Le chef de l’Etat a comparé la menace qui pèse sur le Cameroun à d’autres périodes de l’histoire du pays.
Depuis la récente attaque de la secte Boko Haram en territoire camerounais, on attendait, sans trop y croire cependant, une sortie du chef de l’Etat. Mais certainement pas de la manière dont elle est arrivée. C’est presque à la volée, après avoir évoqué le voyage qu’il entreprenait pour les Etats-Unis d’Amérique, que Paul Biya a reparlé de la situation sécuritaire du Cameroun en ce moment.
C’était la deuxième fois que le chef de l’Etat s’exprimait en public sur ce qu’il appelle « le Boko Haram ». La première fois, c’était à Paris, lors du sommet de l’Elysée, le 17 mai. Paul Biya avait alors introduit la réunion par un : « Nous sommes ici pour déclarer la guerre à Boko Haram». Paul Biya avait déjà à l’époque mentionné le caractère sournois de la secte.
Un plan pour combattre la secte avait été arrêté à l’issue de cette rencontre et l’on a noté au niveau du Cameroun un certain déploiement sur le terrain. Ce que Paul Biya a d’ailleurs rappelé samedi. « Il vous souvient qu'il y a quelques semaines, nos forces ont marqué des points importants contre le Boko Haram. Mais c'est une lutte longue, on a affaire à un ennemi pervers, sans foi ni loi, qui attaque la nuit, qui égorge, et qui a évidemment fait des exactions à Kolofata et à Hile- Halifa ».
A la suite des dernières attaques des terroristes, Paul Biya a réagi en limogeant deux chefs militaires. Pratiquement au lendemain de l’attaque, le chef de l’Etat a signé deux décrets relevant le colonel Gédéon Yossa, commandant de la légion de gendarmerie du Nord, et le lieutenant-colonel Justin Ngonga, commandant du 34ème bataillon d’infanterie motorisé.

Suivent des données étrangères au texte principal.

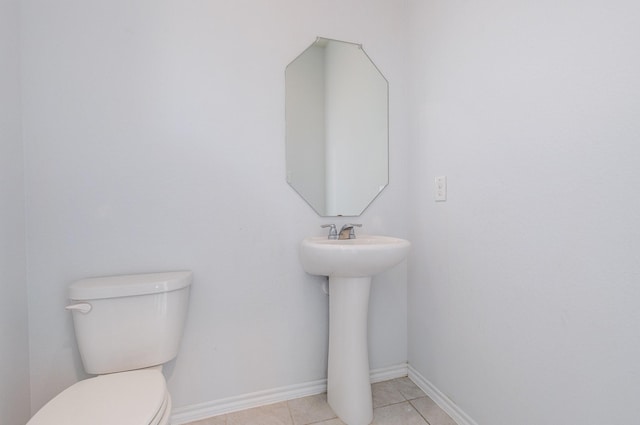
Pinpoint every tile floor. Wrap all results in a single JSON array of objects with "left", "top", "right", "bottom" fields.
[{"left": 182, "top": 378, "right": 456, "bottom": 425}]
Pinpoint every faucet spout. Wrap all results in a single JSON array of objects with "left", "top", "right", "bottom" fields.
[{"left": 338, "top": 223, "right": 362, "bottom": 239}]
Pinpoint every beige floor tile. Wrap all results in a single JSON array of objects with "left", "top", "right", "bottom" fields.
[
  {"left": 226, "top": 402, "right": 293, "bottom": 425},
  {"left": 371, "top": 380, "right": 405, "bottom": 409},
  {"left": 410, "top": 397, "right": 456, "bottom": 425},
  {"left": 392, "top": 376, "right": 426, "bottom": 400},
  {"left": 187, "top": 415, "right": 227, "bottom": 425},
  {"left": 287, "top": 393, "right": 336, "bottom": 425},
  {"left": 371, "top": 401, "right": 429, "bottom": 425}
]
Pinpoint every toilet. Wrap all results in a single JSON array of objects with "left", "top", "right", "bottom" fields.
[{"left": 27, "top": 271, "right": 192, "bottom": 425}]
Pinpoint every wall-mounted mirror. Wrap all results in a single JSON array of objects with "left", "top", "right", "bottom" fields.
[{"left": 285, "top": 38, "right": 389, "bottom": 216}]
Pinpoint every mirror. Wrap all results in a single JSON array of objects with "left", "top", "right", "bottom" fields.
[{"left": 285, "top": 38, "right": 389, "bottom": 216}]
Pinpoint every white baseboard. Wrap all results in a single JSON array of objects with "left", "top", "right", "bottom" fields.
[
  {"left": 408, "top": 366, "right": 478, "bottom": 425},
  {"left": 171, "top": 363, "right": 404, "bottom": 425}
]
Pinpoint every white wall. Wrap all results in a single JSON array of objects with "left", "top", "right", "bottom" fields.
[
  {"left": 22, "top": 0, "right": 408, "bottom": 410},
  {"left": 409, "top": 0, "right": 640, "bottom": 425},
  {"left": 0, "top": 0, "right": 29, "bottom": 424}
]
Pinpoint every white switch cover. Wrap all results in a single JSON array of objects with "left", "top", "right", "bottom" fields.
[{"left": 436, "top": 176, "right": 447, "bottom": 201}]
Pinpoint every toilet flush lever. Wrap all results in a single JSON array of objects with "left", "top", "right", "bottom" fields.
[{"left": 65, "top": 303, "right": 92, "bottom": 314}]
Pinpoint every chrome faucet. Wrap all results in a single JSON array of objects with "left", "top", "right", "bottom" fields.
[
  {"left": 320, "top": 224, "right": 338, "bottom": 239},
  {"left": 338, "top": 224, "right": 362, "bottom": 239}
]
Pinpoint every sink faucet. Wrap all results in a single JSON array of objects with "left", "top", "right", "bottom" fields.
[
  {"left": 320, "top": 224, "right": 338, "bottom": 239},
  {"left": 338, "top": 224, "right": 362, "bottom": 239}
]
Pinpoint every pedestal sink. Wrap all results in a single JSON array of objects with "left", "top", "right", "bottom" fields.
[{"left": 300, "top": 236, "right": 411, "bottom": 425}]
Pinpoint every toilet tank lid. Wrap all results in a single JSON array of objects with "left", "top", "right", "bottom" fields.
[{"left": 69, "top": 270, "right": 192, "bottom": 300}]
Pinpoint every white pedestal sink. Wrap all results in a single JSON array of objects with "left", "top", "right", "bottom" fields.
[{"left": 300, "top": 236, "right": 411, "bottom": 425}]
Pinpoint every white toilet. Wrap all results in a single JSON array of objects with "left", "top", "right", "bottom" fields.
[{"left": 27, "top": 271, "right": 192, "bottom": 425}]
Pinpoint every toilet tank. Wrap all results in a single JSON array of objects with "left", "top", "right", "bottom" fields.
[{"left": 67, "top": 271, "right": 192, "bottom": 374}]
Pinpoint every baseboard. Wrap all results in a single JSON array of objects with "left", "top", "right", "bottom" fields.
[
  {"left": 408, "top": 366, "right": 478, "bottom": 425},
  {"left": 171, "top": 363, "right": 408, "bottom": 425}
]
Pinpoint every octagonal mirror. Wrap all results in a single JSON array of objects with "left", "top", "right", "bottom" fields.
[{"left": 285, "top": 38, "right": 389, "bottom": 216}]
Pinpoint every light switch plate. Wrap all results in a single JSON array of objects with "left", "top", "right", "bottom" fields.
[{"left": 435, "top": 176, "right": 447, "bottom": 202}]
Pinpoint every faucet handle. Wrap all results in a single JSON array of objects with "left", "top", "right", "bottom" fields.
[
  {"left": 320, "top": 224, "right": 338, "bottom": 239},
  {"left": 339, "top": 223, "right": 362, "bottom": 239}
]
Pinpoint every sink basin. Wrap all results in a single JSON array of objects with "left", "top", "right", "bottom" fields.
[
  {"left": 300, "top": 235, "right": 411, "bottom": 425},
  {"left": 300, "top": 235, "right": 411, "bottom": 277}
]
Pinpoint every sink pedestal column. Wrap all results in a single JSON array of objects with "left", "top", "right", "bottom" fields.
[{"left": 327, "top": 277, "right": 373, "bottom": 425}]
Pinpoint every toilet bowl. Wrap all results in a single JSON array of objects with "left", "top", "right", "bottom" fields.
[
  {"left": 27, "top": 370, "right": 171, "bottom": 425},
  {"left": 27, "top": 271, "right": 192, "bottom": 425}
]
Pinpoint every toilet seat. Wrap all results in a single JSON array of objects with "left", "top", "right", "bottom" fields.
[{"left": 27, "top": 369, "right": 171, "bottom": 425}]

Mais, dans sa réponse à la question sur la situation dans l’Extrême-Nord, le chef de l’Etat a surtout parlé de la suite de la bataille qu’il envisage au Cameroun, mais aussi à l’extérieur. Il parle notamment d’une stratégie régionale dont il pourrait discuter aux Etats-Unis avec les présidents Obama, Goodluck, Déby et Yayi Boni. « Alors, ce que je peux dire, c'est que les Camerounais doivent garder confiance. Le chef d'Etat-Major, je l'ai envoyé làbas pour réorganiser notre dispositif ; j'ai envoyé des secours, des renforts en hommes et en matériels. Je ne peux pas en dire plus. Nous avons renforcé notre potentiel et je crois que les jours à venir montreront que nos efforts pour organiser une riposte et une défense de notre territoire sont efficaces », dit-il pour ce qui est des mesures en interne.
Seulement, le discours de Paul Biya sur la menace qui pèse sur le Cameroun a quelque chose d’intriguant. Parlant de l’action de Boko Haram, Paul Biya l’a comparée à d’autres épreuves difficiles traversées par le Cameroun. Or les exemples évoqués laissent perplexes. Quelle comparaison peut-on en effet faire entre le conflit de la péninsule de Bakassi, le maquis au Cameroun ou encore les villes mortes ?
Plus grave, dans sa phrase, Paul Biya semble assimiler Boko Haram au Nigeria. « On a eu à lutter contre ce même Nigeria pour Bakassi », dit-il. Or, si pour Bakassi le Cameroun était opposé à l’Etat nigérian et à son armée, ce n’est pas le cas cette fois-ci. Boko Haram est également un ennemi pour le Nigeria. D’où le risque que les autorités nigérianes, qui doivent s’accorder avec celles du Cameroun pour combattre le même ennemi, prennent mal cette allusion.